The 737 MAX shows that government involvement is not enough. Likewise doping shows that a legal framework is not enough to prevent advanced cheating.

>Personally, I think it ought to be illegal to misrepresent your service’s safety. I seriously doubt the passengers onboard were aware of OceanGate’s whistleblower lawsuit

Wouldn't it be better to establish a verification culture? There are always businesses that lie. The law only works retroactively while the tourists would be alive if they had checked.

> The tourists didn't bother to check the classification or if they did, were willing to dive anyways.

My comment was suggesting that the U.S. government require that a business has a certification from an approved classification society in order to conduct a submersible tourism business. This does not seem to be the law currently since OceanGate is allowed to operate without any.

> The 737 MAX shows that government involvement is not enough.

No regulations will prevent all accidents, but I would say the rarity of fatal air accidents in the U.S. in recent decades is partly due to the high standards enforced by the FAA.

> Wouldn't it be better to establish a verification culture?

That sounds good too. That doesn’t contradict that regulations should also be in place so these conventions are required.

> The law only works retroactively while the tourists would be alive if they had checked.

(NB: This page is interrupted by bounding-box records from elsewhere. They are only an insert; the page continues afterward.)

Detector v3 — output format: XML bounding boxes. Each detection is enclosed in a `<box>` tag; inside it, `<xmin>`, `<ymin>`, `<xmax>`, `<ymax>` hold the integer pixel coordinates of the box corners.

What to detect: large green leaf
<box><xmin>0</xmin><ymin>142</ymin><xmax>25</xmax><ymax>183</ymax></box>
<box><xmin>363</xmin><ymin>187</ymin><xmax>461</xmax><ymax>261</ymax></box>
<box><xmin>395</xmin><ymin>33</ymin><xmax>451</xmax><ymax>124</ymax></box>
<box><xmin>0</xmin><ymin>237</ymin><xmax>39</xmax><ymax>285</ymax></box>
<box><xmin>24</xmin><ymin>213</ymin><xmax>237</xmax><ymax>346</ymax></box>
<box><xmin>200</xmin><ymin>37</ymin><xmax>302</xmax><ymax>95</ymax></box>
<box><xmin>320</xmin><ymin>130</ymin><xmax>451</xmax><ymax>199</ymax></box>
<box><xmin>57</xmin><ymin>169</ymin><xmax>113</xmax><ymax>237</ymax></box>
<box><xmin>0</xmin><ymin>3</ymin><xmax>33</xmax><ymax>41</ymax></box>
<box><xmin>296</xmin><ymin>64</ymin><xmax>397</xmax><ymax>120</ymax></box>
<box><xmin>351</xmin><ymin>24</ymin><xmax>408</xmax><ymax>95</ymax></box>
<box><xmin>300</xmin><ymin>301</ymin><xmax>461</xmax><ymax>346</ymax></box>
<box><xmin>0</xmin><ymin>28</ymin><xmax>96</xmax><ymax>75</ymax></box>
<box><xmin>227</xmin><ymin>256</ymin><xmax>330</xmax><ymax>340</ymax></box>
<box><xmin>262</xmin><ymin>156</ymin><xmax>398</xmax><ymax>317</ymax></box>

Laws and regulations definitely do not only work retroactively. The FAA can ground unsafe planes, food inspectors can shutdown production before rotten food is shipped out, health inspectors can shutdown a restaurant.

Laws can’t protect these passengers, but they should be made to protect all future passengers.

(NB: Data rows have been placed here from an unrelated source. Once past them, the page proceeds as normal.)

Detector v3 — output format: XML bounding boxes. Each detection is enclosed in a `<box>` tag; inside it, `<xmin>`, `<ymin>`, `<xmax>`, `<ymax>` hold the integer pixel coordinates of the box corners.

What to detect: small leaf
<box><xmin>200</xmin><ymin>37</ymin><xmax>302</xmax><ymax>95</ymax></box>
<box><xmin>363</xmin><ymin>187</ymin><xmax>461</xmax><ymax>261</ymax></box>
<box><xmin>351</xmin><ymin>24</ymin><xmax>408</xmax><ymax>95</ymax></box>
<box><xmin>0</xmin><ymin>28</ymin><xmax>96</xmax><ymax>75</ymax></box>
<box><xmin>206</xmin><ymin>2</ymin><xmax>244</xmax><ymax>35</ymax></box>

>No regulations will prevent all accidents, but I would say the rarity of fatal air accidents in the U.S. in recent decades is partly due to the high standards enforced by the FAA.

Because the FAA has reporting requirements for any abnormal flight behavior which causes deviation. They literally prevent future accidents by analyzing past behavior.

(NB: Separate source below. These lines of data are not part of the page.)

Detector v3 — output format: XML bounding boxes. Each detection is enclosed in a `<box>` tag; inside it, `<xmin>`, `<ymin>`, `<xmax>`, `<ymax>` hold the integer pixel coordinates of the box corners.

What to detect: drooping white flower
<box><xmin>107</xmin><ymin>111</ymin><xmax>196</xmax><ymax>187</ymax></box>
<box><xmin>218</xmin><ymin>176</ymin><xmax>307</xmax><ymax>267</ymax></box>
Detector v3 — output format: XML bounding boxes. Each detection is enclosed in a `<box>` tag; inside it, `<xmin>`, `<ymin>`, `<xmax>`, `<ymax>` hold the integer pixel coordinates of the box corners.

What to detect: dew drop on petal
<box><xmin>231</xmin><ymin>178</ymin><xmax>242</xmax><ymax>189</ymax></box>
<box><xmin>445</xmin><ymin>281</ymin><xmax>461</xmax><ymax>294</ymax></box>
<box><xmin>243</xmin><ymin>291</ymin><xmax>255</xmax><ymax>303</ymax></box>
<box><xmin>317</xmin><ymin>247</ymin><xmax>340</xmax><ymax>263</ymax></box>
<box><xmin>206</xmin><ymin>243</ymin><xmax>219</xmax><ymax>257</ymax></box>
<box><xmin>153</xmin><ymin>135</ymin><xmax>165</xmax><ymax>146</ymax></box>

And there might be more planes that would go down and more cheaters without any regulation. Just because you can't stop everything doesn't mean you shouldn't regulate anything
> Personally, I think it ought to be illegal to misrepresent your service’s safety.

IANAL. This isn't just your personal opinion. In Common Law jurisdictions, see also: negligence, false advertising, deception, fraud, and misrepresentation. Civil Law jurisdictions have concepts that are comparable.

> Personally, I think it ought to be illegal to misrepresent your service’s safety

Of course it is. But I think GP was just saying that there are no agencies to check rare venture like this. At least not before an incident happens.

I agree that there doesn’t currently seem to be regulations governing what OceanGate is doing. My point is that there should be some in the future so this kind of thing doesn’t keep happening.

> But I think GP was just saying that there are no agencies to check rare venture like this.

I think they were making a stronger claim: that there is not only no agency currently doing this, but that it is pointless and impossible to try and regulate this area, which I don’t agree with.

It would of course be possible to regulate OceanGate out of business, and I sympathize with the desire to make sure people are sufficiently informed about the risks, which is hard.

But I agree with GP: there is something off about the calls for regulation here. Fundamentally, people should have the right to risk their lives in crazy expeditions to the bottom of the sea or the top of a mountain, and charging someone else money to be taken along does not change that.

> But I think GP was just saying that there are no agencies to check rare venture like this. At least not before an incident happens.

No. That poster was not just making positive claims. They also made normative and prescriptive claims, which I am pushing back on.